# Train Demo Model

This notebook shows an example of how to train, evaluate, and save a model to predicted expected goals from match and stadium data.

In [2]:
%matplotlib inline

In [3]:
import sys
sys.path.append("../")

from haxml.utils import (
    get_matches_metadata,
    get_stadiums,
    get_opposing_goalpost,
    load_match,
    is_target_stadium,
    is_scored_goal,
    total_scored_goals,
    total_kicks,
    goal_fraction,
    stadium_distance,
    angle_from_goal,
    train_test_split_matches_even_count
)
import math
import matplotlib.pyplot as plt
import pandas as pd
from tqdm import tqdm

## Split Train/Test Data

Choosing a train/test split is an important aspect of training ML models.

- We want to have enough data to train and test our model.
- We want both splits to be representative of what the model will encounter in production.
- We want the target variable to have similar frequency in both the train and test data.
- We do not want to leak information about the test data into the train data.

Read, execute, and understand how we make this train/test split in the cells below. What are some things that are good and bad about how we are splitting the data?

In [4]:
stadiums = get_stadiums("../data/stadiums.json")
metadata = get_matches_metadata("../data/matches_metadata.csv")

The full, inflated match records contain the players' positional data, which can become quite large if we load them all at once. To be more efficient with memory, we have a file of match metadata records, providing us basic information that we can use to split train/test data and to evaluate models, without loading the full match data.

The memory savings allow us to do this analysis from the comfort of a Jupyter notebook without needing much more computing power.
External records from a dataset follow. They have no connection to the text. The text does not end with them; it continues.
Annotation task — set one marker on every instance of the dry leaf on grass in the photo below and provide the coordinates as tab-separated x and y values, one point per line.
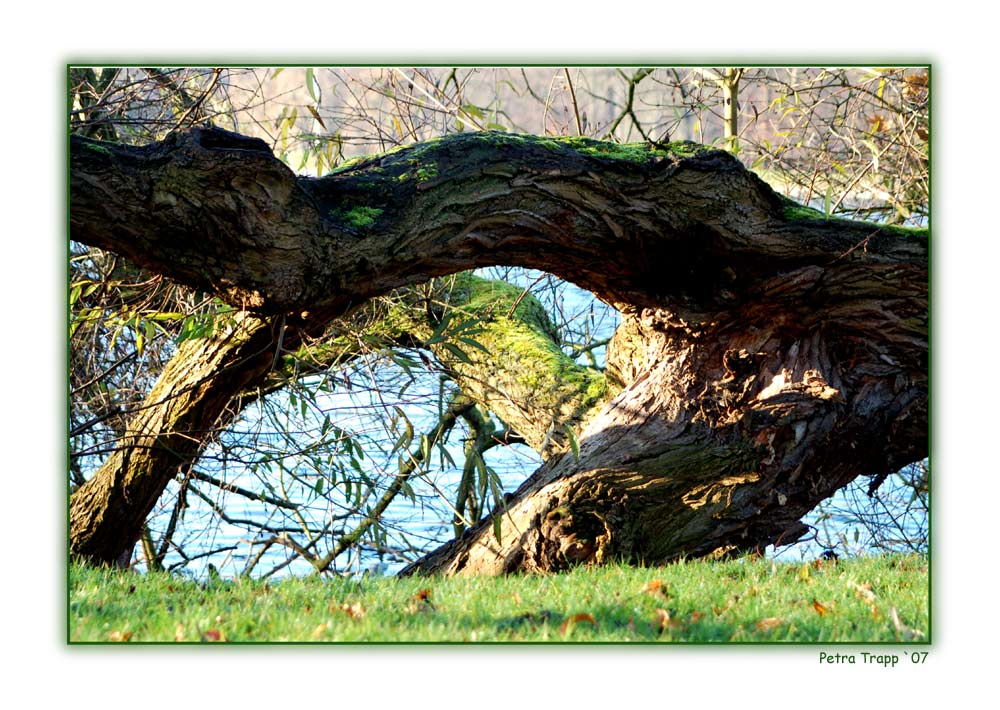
664	621
572	621
656	586
213	635
421	602
355	610
318	631
772	622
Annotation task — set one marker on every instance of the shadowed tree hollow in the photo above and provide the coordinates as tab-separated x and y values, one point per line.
767	356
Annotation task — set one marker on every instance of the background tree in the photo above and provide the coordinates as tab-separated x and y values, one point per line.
346	511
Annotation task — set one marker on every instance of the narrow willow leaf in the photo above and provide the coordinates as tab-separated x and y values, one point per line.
573	443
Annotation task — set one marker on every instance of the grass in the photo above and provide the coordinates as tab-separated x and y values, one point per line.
879	599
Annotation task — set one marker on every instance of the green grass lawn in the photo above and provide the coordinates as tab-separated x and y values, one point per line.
879	599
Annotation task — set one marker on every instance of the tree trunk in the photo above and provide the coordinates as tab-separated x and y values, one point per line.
768	356
196	388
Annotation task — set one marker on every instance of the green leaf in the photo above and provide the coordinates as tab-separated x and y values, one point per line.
573	443
319	119
457	352
473	343
404	439
310	84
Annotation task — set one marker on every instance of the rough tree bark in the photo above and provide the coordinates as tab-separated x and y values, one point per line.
768	356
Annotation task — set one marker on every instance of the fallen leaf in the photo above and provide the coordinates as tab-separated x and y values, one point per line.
213	635
864	592
421	602
574	620
355	610
318	631
769	623
656	586
664	621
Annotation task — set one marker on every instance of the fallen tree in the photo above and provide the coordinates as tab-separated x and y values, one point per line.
767	356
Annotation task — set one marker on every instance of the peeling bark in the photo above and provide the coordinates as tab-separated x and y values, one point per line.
767	357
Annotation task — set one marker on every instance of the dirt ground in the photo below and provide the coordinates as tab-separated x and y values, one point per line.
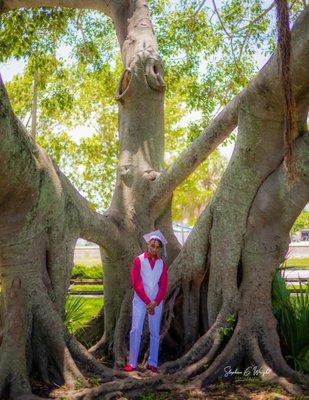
246	388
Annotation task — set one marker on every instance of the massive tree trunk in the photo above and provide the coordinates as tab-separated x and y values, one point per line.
222	273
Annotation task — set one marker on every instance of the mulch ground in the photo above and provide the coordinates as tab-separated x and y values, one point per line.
249	388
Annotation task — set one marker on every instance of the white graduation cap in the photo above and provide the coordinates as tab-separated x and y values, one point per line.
156	235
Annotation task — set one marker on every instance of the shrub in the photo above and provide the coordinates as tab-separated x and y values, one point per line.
87	272
292	314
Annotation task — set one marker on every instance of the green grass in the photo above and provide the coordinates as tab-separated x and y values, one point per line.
87	272
296	262
81	288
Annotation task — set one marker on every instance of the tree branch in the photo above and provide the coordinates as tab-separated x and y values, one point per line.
189	159
100	5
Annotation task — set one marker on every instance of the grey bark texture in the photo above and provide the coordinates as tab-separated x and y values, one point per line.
210	279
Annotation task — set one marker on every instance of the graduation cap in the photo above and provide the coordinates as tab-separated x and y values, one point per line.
158	236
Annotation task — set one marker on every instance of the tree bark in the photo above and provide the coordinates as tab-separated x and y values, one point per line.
231	253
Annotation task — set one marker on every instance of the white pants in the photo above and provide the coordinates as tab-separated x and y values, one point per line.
138	316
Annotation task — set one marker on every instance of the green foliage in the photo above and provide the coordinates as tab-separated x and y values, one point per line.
87	272
301	222
227	330
88	288
292	314
74	56
156	396
73	312
79	310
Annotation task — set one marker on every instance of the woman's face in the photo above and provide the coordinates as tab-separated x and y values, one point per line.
153	247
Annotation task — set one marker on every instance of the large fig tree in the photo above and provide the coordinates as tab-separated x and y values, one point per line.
220	279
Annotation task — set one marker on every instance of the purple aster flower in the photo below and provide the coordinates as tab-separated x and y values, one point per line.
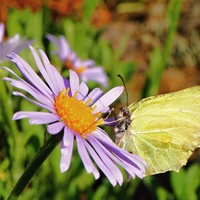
14	44
86	69
76	111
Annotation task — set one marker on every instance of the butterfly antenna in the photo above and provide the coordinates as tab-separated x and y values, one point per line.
125	88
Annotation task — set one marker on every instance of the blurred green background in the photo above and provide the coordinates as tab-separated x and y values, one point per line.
153	45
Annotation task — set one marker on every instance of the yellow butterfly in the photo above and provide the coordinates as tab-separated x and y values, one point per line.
164	130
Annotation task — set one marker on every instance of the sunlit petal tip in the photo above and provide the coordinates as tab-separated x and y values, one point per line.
63	167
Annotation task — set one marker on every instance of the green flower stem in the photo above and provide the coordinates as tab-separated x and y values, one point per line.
31	169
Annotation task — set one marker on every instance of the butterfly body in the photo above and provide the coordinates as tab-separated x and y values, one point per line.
164	130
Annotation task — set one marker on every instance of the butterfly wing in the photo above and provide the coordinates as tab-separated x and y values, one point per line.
164	130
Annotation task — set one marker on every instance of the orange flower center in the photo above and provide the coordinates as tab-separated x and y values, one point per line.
78	70
76	114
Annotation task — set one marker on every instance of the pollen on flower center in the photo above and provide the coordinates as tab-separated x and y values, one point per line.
78	70
76	114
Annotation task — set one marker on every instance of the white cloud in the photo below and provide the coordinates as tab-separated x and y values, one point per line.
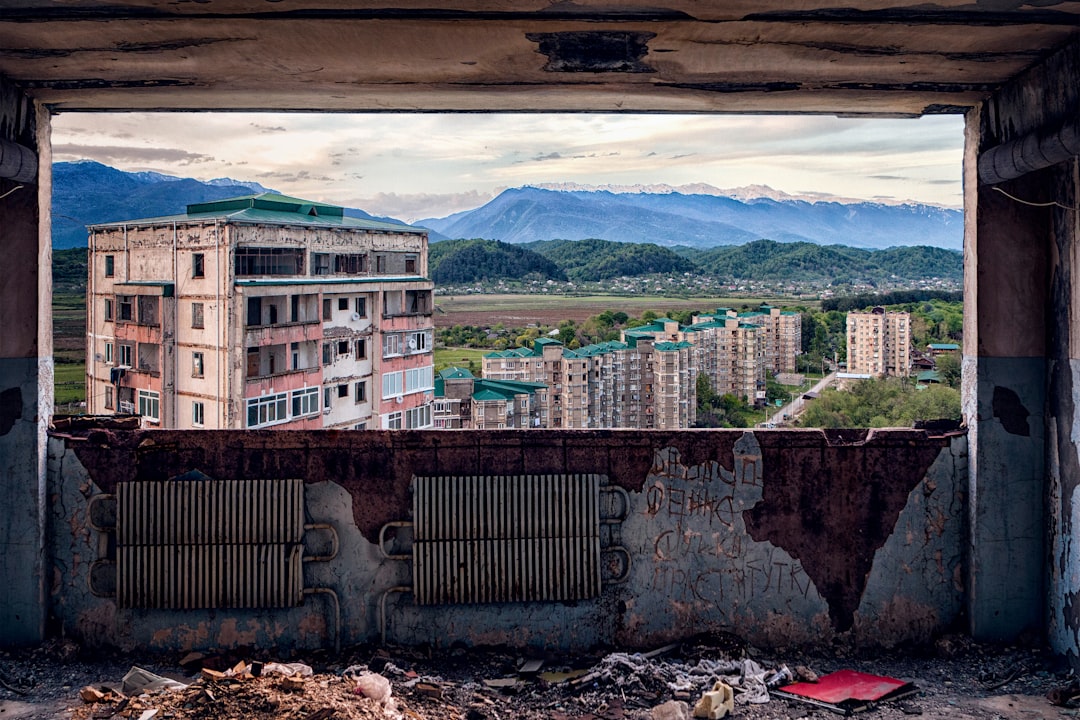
401	164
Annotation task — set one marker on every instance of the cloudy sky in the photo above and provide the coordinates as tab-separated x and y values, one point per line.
414	166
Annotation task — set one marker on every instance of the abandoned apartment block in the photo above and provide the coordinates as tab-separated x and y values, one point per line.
429	537
260	312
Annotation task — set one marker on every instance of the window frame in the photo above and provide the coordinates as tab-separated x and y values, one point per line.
148	398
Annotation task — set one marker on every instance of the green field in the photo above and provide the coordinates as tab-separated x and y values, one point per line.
458	357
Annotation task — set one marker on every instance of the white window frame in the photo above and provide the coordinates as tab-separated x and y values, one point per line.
149	405
418	418
391	344
306	399
393	384
419	379
270	409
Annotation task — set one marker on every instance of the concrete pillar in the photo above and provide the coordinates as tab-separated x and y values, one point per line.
26	374
1020	367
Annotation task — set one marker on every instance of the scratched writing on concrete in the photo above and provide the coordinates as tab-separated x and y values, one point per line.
701	549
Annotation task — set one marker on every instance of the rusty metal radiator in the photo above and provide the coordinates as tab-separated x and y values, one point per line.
504	539
187	544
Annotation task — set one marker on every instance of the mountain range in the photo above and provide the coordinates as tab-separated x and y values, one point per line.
529	214
466	261
697	216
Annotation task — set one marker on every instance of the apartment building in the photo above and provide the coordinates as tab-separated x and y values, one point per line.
260	311
782	334
469	403
879	342
730	353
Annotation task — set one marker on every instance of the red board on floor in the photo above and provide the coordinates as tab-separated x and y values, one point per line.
847	685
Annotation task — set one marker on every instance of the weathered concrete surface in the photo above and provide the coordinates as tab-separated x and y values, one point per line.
898	57
712	532
26	382
1021	345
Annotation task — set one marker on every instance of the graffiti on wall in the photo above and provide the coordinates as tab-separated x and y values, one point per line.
701	557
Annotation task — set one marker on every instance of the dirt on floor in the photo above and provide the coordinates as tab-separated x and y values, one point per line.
955	678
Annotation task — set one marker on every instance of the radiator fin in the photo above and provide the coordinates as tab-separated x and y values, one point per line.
505	539
190	544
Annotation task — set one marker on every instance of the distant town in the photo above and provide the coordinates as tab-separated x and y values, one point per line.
273	312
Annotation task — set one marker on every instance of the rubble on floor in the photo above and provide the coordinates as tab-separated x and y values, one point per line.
712	676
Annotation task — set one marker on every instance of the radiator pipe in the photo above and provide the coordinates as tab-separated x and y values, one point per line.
337	612
17	162
1031	152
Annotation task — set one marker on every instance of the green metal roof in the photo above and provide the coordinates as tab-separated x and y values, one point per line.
513	352
671	347
292	280
269	208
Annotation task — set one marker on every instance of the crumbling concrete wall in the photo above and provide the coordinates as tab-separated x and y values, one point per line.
26	363
1025	352
786	538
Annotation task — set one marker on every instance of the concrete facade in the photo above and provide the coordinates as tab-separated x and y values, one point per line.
703	529
879	343
1012	68
260	312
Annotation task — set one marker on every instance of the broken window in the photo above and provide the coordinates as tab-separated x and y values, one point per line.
254	311
149	357
320	263
305	402
350	265
417	302
269	261
149	405
147	310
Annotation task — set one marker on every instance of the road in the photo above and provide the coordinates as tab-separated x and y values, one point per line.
787	412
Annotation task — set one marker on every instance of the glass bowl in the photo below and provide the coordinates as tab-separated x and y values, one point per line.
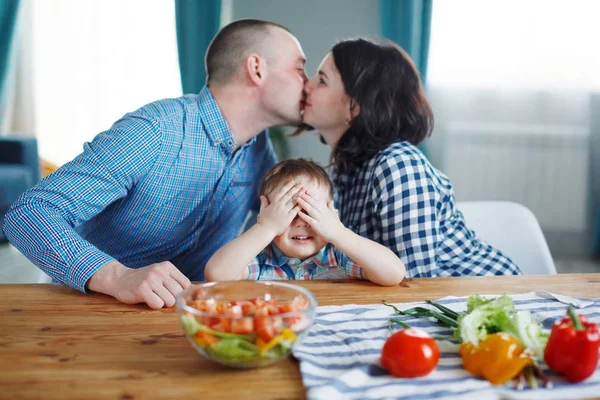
246	324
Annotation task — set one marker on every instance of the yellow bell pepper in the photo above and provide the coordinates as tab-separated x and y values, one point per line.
498	358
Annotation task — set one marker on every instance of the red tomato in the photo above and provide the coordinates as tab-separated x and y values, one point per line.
268	327
409	353
242	326
223	325
248	308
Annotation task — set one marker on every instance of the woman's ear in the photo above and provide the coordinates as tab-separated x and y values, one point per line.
354	109
256	69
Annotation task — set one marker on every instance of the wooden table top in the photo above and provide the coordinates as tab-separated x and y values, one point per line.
57	343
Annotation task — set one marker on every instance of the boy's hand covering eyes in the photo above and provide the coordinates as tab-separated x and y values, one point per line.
322	217
277	214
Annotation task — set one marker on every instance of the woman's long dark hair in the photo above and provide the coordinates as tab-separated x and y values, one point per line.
383	81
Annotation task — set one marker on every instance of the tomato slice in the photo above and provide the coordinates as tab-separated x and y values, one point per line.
242	326
268	327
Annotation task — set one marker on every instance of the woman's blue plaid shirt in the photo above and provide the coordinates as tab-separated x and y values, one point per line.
163	183
399	200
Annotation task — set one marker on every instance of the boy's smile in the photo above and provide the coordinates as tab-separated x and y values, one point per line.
299	240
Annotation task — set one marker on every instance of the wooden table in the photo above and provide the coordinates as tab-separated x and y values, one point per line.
57	343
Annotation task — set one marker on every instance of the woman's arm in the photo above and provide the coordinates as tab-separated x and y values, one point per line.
404	214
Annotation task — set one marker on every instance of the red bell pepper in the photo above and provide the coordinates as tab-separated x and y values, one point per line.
572	349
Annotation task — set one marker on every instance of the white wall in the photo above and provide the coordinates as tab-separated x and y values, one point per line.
317	24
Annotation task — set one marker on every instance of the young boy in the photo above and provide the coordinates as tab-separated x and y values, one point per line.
298	235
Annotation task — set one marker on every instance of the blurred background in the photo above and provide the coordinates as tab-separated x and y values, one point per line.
514	84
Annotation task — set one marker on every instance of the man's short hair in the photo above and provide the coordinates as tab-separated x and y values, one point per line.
233	44
288	170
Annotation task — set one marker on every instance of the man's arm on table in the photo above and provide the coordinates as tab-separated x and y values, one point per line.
41	222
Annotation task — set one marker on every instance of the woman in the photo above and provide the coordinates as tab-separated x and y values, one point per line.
368	104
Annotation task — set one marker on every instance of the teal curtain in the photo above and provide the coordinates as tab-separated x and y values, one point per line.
197	22
408	24
8	20
597	238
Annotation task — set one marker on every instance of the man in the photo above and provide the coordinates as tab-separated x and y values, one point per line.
141	210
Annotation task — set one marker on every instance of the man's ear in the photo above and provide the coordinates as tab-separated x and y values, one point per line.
256	69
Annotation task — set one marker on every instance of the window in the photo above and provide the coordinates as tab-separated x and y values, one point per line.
94	61
524	44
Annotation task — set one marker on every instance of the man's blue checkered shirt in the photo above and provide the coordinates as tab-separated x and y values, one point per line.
164	183
399	200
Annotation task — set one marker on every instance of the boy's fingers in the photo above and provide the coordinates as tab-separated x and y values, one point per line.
307	218
279	193
309	208
289	195
264	201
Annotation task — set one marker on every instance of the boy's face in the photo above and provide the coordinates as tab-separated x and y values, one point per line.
300	240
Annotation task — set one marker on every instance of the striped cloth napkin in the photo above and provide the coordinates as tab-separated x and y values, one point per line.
339	358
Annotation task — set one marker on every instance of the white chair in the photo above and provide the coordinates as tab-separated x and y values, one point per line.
513	229
43	277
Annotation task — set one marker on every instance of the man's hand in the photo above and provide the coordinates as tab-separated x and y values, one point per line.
321	216
156	285
277	214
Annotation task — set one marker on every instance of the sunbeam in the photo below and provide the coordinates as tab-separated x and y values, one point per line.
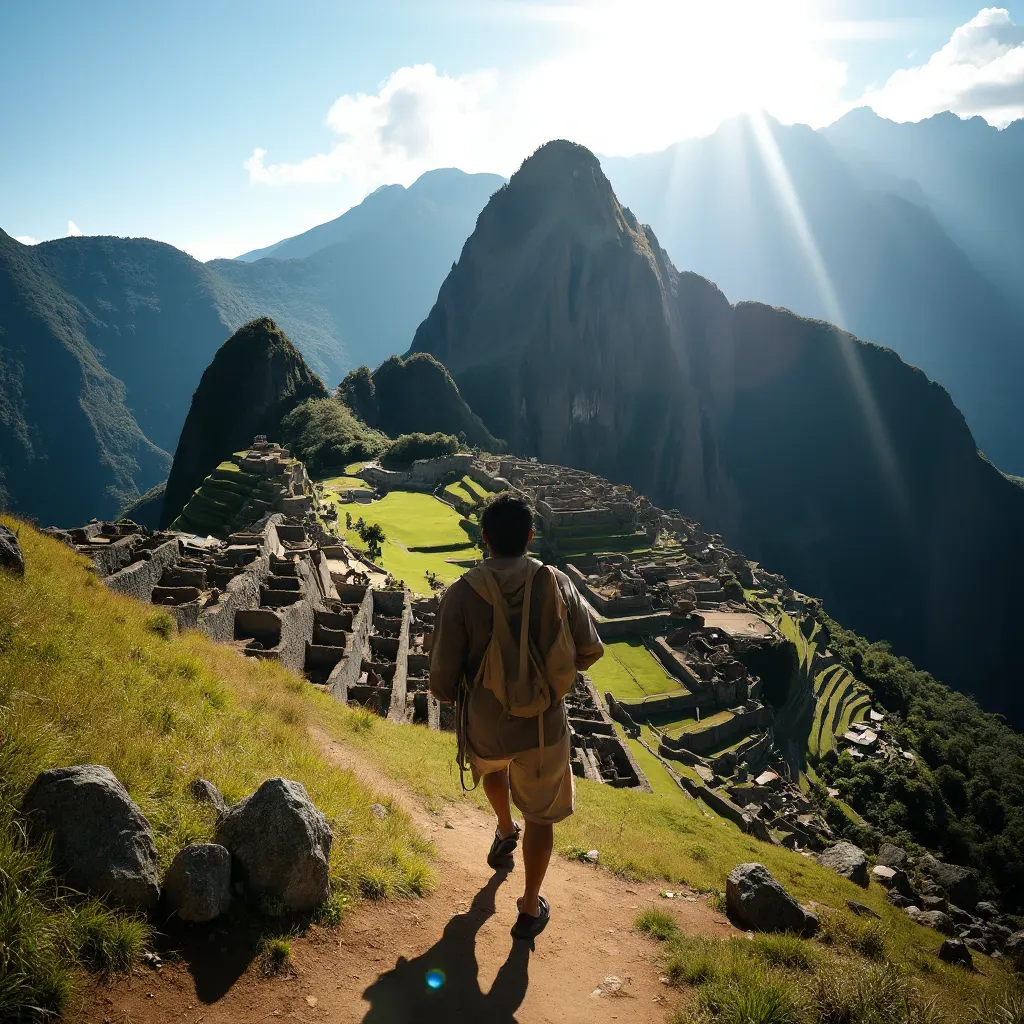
826	291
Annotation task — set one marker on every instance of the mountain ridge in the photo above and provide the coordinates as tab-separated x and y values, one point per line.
769	427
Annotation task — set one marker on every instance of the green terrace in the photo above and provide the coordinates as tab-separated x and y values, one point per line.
214	507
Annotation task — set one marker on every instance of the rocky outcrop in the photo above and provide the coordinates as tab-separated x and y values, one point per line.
961	884
101	842
256	378
891	856
757	901
199	883
282	844
932	919
848	860
11	558
956	951
600	354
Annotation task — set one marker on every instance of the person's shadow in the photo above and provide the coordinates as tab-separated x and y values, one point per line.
442	984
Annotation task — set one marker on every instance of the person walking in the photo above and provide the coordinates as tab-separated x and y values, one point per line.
509	638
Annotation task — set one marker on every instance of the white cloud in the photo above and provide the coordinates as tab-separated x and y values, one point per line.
979	72
633	76
418	120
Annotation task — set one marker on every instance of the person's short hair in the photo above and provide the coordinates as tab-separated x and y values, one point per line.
506	522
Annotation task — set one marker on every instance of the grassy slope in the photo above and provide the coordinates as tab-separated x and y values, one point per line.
668	836
87	676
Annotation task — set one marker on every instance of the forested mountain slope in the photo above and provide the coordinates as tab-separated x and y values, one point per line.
567	329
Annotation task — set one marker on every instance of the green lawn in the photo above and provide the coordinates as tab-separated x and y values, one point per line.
345	483
678	726
629	671
413	519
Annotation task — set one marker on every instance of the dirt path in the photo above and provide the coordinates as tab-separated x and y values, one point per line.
374	968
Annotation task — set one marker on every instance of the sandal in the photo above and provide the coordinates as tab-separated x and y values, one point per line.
528	927
500	855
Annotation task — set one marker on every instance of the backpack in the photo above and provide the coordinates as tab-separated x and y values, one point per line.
525	681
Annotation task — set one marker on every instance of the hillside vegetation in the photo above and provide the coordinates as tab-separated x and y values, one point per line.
822	456
89	677
255	380
414	395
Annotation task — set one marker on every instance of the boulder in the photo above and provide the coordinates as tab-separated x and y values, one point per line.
101	842
755	899
199	883
891	856
986	910
932	919
281	842
848	860
960	883
962	918
955	951
204	792
10	552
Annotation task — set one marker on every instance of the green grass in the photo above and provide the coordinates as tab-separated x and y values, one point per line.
414	519
336	483
676	727
839	978
88	676
630	672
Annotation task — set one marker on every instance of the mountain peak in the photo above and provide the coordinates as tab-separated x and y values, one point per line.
255	379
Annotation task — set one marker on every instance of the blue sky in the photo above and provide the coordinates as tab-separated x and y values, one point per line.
221	126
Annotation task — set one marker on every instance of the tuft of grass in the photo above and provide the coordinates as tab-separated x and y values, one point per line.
275	957
784	950
108	943
162	624
656	924
90	677
999	1008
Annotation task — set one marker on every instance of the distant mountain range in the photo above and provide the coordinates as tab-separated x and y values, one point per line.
103	340
888	230
823	457
918	228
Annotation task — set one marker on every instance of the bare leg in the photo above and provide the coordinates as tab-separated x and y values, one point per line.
496	786
537	845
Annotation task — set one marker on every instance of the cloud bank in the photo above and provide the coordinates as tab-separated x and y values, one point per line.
979	72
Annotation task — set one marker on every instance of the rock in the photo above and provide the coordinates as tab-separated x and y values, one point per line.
10	552
932	919
955	951
282	843
100	840
962	918
960	883
1014	948
848	860
860	909
204	792
199	883
891	856
759	902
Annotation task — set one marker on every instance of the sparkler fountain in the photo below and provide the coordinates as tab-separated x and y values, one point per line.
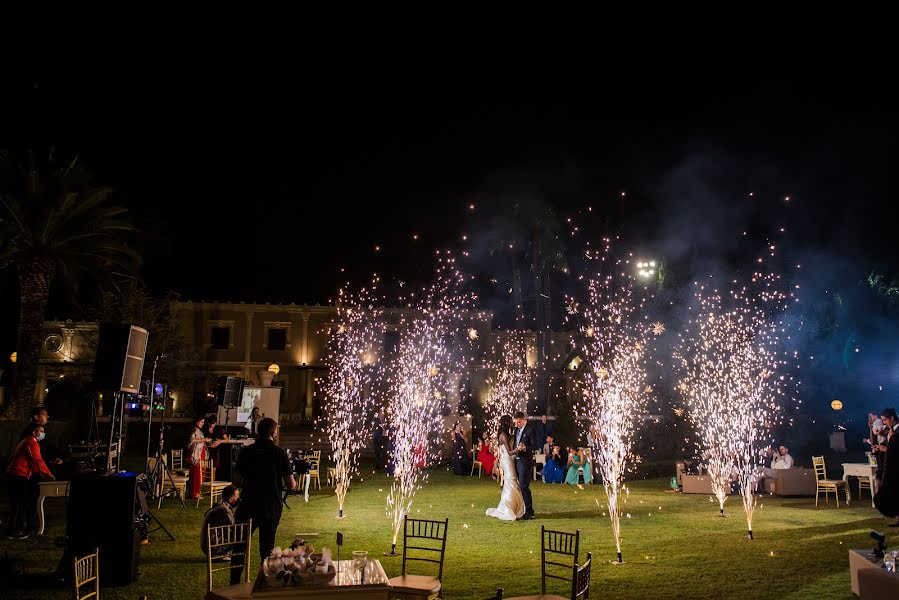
416	382
734	376
613	340
349	375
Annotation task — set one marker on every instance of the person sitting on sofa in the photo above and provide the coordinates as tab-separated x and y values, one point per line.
781	459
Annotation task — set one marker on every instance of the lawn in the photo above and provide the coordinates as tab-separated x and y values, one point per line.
675	546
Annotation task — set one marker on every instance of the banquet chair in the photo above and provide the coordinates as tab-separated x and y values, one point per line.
314	467
559	561
86	572
177	465
475	463
539	459
208	482
234	538
176	487
426	535
824	484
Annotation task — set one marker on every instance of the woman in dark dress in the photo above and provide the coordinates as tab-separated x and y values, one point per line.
461	466
886	500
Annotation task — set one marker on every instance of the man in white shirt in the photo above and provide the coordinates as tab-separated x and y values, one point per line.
878	437
780	460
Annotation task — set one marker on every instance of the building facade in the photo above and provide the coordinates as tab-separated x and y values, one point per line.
238	339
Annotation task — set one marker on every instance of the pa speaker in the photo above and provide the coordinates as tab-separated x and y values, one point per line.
229	391
120	358
102	513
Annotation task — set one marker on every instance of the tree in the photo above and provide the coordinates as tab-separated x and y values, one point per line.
54	223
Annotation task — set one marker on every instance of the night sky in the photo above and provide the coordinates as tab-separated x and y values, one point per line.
257	175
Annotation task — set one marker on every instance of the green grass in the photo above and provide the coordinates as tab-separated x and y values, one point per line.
675	546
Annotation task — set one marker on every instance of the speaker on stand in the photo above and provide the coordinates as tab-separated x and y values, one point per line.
118	366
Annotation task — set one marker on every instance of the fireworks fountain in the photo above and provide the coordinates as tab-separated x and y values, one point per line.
416	384
613	339
734	377
351	370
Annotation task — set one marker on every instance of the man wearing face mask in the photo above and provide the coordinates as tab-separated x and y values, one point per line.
25	470
218	515
40	416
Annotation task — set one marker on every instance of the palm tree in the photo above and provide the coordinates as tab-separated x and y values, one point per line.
54	222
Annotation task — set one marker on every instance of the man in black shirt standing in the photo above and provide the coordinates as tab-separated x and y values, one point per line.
265	469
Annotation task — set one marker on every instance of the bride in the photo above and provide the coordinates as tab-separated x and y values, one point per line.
511	503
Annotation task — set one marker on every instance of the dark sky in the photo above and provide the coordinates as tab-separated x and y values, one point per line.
256	175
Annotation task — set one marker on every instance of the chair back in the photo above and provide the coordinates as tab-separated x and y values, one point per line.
235	538
207	470
86	574
177	459
580	581
820	467
559	554
425	536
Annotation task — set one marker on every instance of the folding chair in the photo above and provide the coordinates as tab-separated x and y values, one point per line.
427	534
235	538
86	572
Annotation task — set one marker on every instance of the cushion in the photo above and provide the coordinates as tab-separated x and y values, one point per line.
415	584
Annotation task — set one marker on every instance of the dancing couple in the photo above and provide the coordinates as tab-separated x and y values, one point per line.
516	458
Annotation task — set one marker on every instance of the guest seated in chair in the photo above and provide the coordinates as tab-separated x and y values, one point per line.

Check out an example of the metadata for one match. Note that "scored goals" can differ from the actual score. We don't consider own-goals as scored goals (only errors, which are shots from an offensive player that deflect off of defenders), since the offense did not directly produce them.

We will build a model to predict offensive XG. But XG is also used as a defensive metric. Own goals are one reason a defense may give up more goals than XG predicts.

In [5]:
metadata[26]

{'match_id': '-MPG8aVg406bTT1daesR',
 'stadium': 'NAFL 1v1/2v2 Map v1',
 'time': 106.8,
 'kicks_red': 21,
 'kicks_blue': 30,
 'score_red': 3,
 'score_blue': 2,
 'scored_goals_red': 2,
 'scored_goals_blue': 2}

Our `haxml.utils` module has one method for split matches into train and test data. You can check the docstring of a method by calling `help()`. Let's see what this one does.

In [6]:
help(train_test_split_matches_even_count)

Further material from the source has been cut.